What do the acronyms of listing species statuses (E, T, C, etc...) stand for?
|E||Endangered||A species "in danger of extinction throughout all or a significant portion of its range."|
|T||Threatened||A species "likely to become endangered within the foreseeable future throughout all or a significant portion of its range."|
|EmE||Emergency Listing, Endangered||A temporary (240 days) listing for emergency purposes when species is at significant, immediate risk|
|EmT||Emergency Listing, Threatened||Not defined|
|EXPE||Experimental Population, Essential||A species listed as experimental and essential|
|EXPN||Experimental Population, Non-Essential||A species listed as experimental and non-essential. Experimental, nonessential populations of endangered species (e.g., red wolf) are treated as threatened species on public land, for consultation purposes, and as species proposed for listing on private land.|
|SAE||Similarity of Appearance (Endangered)||A species that is endangered due to similarity of appearance with another listed species and is listed for its protection. Species listed as E(S/A) are not biologically endangered or threatened and are not subject to Section 7 consultation.|
|SAT||Similarity of Appearance (Threatened)||A species that is threatened due to similarity of appearance with another listed species and is listed for its protection.
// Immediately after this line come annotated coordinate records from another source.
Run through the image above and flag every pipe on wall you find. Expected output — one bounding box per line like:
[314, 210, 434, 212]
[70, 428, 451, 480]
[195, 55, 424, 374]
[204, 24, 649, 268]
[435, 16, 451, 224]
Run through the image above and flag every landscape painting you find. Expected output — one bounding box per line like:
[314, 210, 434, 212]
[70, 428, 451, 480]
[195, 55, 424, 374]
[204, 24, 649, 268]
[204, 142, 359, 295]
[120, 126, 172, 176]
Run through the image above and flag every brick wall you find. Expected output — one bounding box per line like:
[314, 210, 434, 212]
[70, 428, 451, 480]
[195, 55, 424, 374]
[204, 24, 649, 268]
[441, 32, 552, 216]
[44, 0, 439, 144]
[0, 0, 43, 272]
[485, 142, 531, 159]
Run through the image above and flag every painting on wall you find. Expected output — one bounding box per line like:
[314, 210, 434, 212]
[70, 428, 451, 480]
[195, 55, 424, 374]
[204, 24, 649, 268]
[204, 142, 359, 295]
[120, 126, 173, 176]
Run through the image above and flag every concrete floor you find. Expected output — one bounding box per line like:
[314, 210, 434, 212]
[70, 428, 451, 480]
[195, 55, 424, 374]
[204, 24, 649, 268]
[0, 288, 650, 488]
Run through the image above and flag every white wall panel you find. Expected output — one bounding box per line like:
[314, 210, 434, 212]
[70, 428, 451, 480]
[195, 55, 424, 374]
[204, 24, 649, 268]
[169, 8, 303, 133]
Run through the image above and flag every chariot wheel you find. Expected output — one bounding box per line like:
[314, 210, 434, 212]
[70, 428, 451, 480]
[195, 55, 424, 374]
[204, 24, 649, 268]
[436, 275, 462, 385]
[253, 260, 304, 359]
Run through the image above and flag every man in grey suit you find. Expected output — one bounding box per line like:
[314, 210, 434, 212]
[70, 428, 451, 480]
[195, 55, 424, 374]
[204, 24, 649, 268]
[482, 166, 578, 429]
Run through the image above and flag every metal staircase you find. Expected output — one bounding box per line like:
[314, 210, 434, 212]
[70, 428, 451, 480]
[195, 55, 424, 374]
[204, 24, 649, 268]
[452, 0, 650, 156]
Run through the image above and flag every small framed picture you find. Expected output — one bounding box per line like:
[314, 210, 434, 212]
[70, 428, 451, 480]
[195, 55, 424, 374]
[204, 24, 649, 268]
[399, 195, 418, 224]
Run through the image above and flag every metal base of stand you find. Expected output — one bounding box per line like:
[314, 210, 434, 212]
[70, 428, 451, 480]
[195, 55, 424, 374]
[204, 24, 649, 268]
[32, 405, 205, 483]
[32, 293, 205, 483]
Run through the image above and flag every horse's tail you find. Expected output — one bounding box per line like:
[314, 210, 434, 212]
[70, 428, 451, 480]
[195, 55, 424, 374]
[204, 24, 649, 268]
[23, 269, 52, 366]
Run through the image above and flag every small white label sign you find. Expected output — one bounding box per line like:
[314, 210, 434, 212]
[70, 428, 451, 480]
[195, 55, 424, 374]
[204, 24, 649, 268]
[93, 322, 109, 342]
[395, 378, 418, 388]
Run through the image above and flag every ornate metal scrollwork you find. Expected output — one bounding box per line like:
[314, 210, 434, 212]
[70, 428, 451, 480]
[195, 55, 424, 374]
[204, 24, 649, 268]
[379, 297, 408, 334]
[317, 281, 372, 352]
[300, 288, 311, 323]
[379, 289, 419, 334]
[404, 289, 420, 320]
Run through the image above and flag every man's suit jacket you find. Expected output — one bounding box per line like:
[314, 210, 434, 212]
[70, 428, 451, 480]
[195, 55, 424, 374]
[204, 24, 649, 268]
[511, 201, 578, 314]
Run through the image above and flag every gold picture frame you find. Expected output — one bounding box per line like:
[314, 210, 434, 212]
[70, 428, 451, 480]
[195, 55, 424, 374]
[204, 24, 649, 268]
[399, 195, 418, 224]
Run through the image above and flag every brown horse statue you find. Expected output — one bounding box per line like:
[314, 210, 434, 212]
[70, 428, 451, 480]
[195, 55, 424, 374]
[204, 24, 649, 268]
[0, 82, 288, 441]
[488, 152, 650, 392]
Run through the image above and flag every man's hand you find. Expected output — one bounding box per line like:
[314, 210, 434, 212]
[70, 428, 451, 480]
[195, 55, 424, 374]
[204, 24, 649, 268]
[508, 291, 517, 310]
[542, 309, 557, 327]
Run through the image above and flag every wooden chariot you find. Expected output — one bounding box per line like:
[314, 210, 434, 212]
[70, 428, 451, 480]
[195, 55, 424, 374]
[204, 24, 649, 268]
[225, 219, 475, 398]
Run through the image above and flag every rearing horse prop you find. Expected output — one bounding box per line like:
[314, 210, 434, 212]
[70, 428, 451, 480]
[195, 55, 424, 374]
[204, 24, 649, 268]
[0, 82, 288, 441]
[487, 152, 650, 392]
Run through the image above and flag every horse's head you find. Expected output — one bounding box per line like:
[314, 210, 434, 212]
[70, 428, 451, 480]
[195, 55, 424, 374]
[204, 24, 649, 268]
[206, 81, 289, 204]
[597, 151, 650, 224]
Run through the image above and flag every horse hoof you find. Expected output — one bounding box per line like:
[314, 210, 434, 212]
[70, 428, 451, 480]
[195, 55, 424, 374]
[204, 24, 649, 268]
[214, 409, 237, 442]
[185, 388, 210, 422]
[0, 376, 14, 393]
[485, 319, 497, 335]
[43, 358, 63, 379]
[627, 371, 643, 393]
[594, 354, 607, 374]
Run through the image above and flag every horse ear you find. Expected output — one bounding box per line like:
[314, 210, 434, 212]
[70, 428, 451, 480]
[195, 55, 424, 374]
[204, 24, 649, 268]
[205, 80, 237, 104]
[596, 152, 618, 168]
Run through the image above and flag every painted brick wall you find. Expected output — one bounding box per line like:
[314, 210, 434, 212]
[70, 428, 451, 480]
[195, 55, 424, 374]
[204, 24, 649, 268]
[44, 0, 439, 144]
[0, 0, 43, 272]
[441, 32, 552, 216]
Species listed as T(S/A) are not biologically endangered or threatened and are not subject to Section 7 consultation.|
|PE||Proposed Endangered||Species proposed for official listing as endangered.|
|PT||Proposed Threatened||Species proposed for official listing as threatened.|
|PEXPE||Proposed Experimental Population, Essential||Species proposed for official listing as experimental and essential.|
|PEXPN||Proposed Experimental Population, Non-Essential||proposed experimental population, non-essential. Species proposed for official listing as experimental and non-essential.|
|PSAE||Proposed Similarity of Appearance (Endangered)||proposed endangered, due to similarity of appearance. Species proposed for official listing as endangered due to similarity of appearance with another listed species.|
|PSAT||Proposed Similarity of Appearance (Threatened)||proposed threatened, due to similarity of appearance. Species proposed for official listing as threatened due to similarity of appearance with another listed species.|
|C||Candidate||A species under consideration for official listing for which there is sufficient information to support listing.|
What do I do if the Continue button in the Initial Project Scoping section on the "Define your project location" page is not activated so I cannot select it, even though I've defined my project location?This is a known problem that sometimes occurs when IPaC is being viewed through the Firefox internet browser. If this happens, you have two alternatives: 1) close all the Firefox browsers open under your desktop and restart the browser, or 2) use Internet Explorer instead of Firefox.